Restoring the Florida Everglades will improve the availability of clean freshwater and the quality of habitat for wildlife while offsetting impacts of sea level rise, according to FIU researchers.
Researchers have compared the effectiveness of five different restoration scenarios, ranging from no restoration at all to full restoration implementation. They specifically looked at the effects of restoration on water flow, water quality, tree islands and wildlife.
In any restoration scenario, researchers expect the number of birds and fish to increase because of more connectivity to freshwater flow. Crayfish may decline, however, because of longer periods of flooding brought on by more freshwater. All restoration options can also improve water conditions for the growth of tree islands, which serve as important habitats for wildlife and accumulate phosphorous and nitrogen needed for a healthy ecosystem.
The FIU researchers – along with others from universities, the Everglades Foundation and Everglades National Park – used historic data from the Florida Coastal Everglades Long Term Ecological Research (FCE LTER) Program. Based at FIU and funded by the National Science Foundation, the FCE LTER Program leads some of the longest and largest studies of the Everglades. Their efforts have resulted in nine studies published in a special issue of Restoration Ecology, the academic journal of the Society for Ecological Restoration.
“This special issue unites nearly two decades of intensive, long-term data with powerful, ecological models to refine long-term restoration goals and targets,” said Evelyn Gaiser, lead principal investigator of the FCE LTER Program and executive director of FIU’s School of Environment, Arts and Society. “It serves as an important model for how long-term research can inform restoration design through modeling, and it’s a significant product of long-term collaborations among scientists.”
Nearly half of the Florida Everglades has been developed as agricultural and urban land. The drainage of the wetlands has significantly impacted the landscape, as well as the quality of life of the plants and wildlife that call it home.
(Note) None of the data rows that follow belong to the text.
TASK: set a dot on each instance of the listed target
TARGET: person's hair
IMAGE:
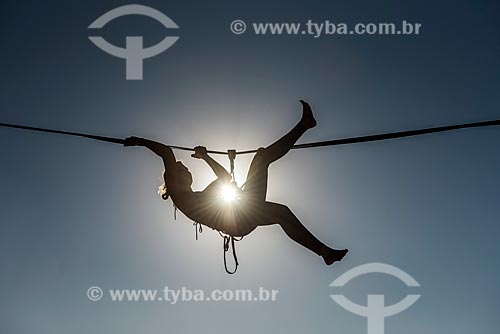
(162, 190)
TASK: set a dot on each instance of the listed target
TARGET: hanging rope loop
(231, 154)
(230, 239)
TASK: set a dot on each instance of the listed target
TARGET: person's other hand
(200, 152)
(132, 141)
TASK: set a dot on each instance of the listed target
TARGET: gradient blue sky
(77, 213)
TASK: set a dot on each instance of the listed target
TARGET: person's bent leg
(283, 145)
(292, 226)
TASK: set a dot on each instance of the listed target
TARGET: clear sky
(76, 213)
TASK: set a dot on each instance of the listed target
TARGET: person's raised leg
(282, 215)
(283, 145)
(256, 182)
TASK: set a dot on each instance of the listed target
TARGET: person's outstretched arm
(160, 149)
(200, 152)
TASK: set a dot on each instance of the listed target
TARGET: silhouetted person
(243, 215)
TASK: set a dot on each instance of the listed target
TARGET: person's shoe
(307, 120)
(331, 256)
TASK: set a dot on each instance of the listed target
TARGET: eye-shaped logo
(134, 53)
(375, 310)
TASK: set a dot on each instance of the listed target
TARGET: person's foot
(331, 256)
(307, 120)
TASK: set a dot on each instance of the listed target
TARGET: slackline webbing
(334, 142)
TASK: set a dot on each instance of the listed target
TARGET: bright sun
(228, 193)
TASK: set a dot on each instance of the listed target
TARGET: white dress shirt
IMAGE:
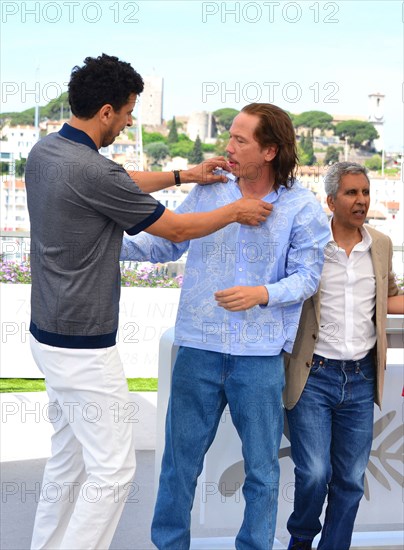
(348, 298)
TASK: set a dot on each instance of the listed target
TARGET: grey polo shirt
(79, 203)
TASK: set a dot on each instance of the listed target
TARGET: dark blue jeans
(331, 429)
(203, 383)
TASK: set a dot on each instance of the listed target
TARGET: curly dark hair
(275, 127)
(102, 80)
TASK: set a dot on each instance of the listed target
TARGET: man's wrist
(177, 177)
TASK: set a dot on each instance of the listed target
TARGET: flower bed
(136, 275)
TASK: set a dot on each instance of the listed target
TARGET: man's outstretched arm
(182, 227)
(150, 182)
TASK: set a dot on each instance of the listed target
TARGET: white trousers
(92, 462)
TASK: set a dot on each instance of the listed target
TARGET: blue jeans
(203, 383)
(331, 429)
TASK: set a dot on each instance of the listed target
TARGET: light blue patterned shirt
(285, 253)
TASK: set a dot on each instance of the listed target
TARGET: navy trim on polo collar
(76, 135)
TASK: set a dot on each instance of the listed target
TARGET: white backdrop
(145, 314)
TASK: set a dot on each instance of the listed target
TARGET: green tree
(196, 155)
(152, 137)
(157, 151)
(221, 143)
(305, 151)
(224, 118)
(57, 108)
(360, 133)
(313, 120)
(331, 155)
(173, 133)
(182, 148)
(374, 163)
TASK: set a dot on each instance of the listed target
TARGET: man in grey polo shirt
(80, 203)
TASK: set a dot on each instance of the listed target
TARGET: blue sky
(301, 56)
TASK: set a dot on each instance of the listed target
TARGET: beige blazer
(298, 363)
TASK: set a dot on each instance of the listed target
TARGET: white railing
(376, 525)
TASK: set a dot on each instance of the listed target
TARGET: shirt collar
(274, 193)
(365, 243)
(77, 136)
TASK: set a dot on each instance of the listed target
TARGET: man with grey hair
(336, 369)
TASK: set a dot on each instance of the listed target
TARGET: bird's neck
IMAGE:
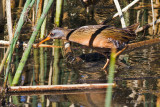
(66, 33)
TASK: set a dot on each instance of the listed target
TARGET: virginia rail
(99, 37)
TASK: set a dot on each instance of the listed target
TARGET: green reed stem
(110, 78)
(26, 8)
(27, 50)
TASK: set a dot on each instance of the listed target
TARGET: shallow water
(137, 82)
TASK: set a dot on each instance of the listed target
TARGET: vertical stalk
(120, 13)
(17, 33)
(110, 78)
(59, 4)
(153, 15)
(9, 19)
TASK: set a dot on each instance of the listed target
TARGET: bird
(102, 38)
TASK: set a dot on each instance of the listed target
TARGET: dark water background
(137, 84)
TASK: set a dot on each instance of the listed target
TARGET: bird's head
(54, 34)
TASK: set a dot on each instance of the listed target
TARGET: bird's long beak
(46, 39)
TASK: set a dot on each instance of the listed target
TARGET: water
(137, 82)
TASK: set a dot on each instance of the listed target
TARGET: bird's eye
(52, 34)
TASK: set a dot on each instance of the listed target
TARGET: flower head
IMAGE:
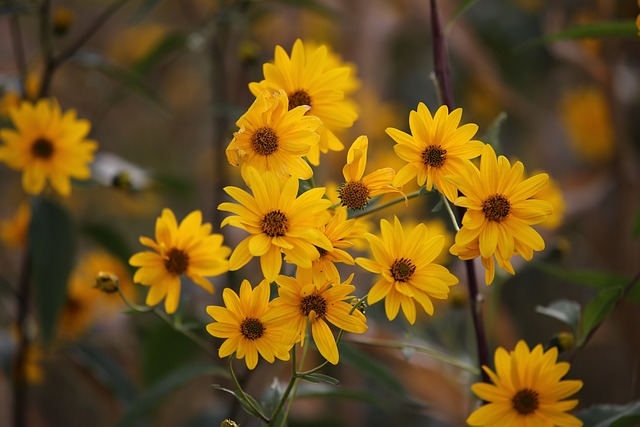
(273, 137)
(437, 147)
(500, 208)
(305, 302)
(47, 145)
(188, 248)
(357, 190)
(408, 275)
(249, 325)
(527, 390)
(278, 221)
(309, 78)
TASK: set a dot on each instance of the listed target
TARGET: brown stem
(443, 78)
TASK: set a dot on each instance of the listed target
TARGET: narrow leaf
(172, 382)
(565, 311)
(52, 243)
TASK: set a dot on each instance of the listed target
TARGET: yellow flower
(527, 390)
(85, 305)
(277, 221)
(47, 145)
(305, 302)
(274, 138)
(436, 148)
(14, 231)
(552, 194)
(405, 262)
(188, 248)
(249, 324)
(337, 231)
(309, 79)
(356, 192)
(587, 119)
(500, 210)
In 2000, Congress approved the Comprehensive Everglades Restoration Plan to restore the ecosystem, but its implementation has faced complications. Ten years later, the U.S. Department of the Interior funded the Synthesis of Everglades Restoration and Ecosystem Services Project to synthesize the growing body of Everglades research and address issues that have hampered restoration. Managed by the Everglades Foundation, the project is intended to communicate restoration science to natural resource managers and decision-makers.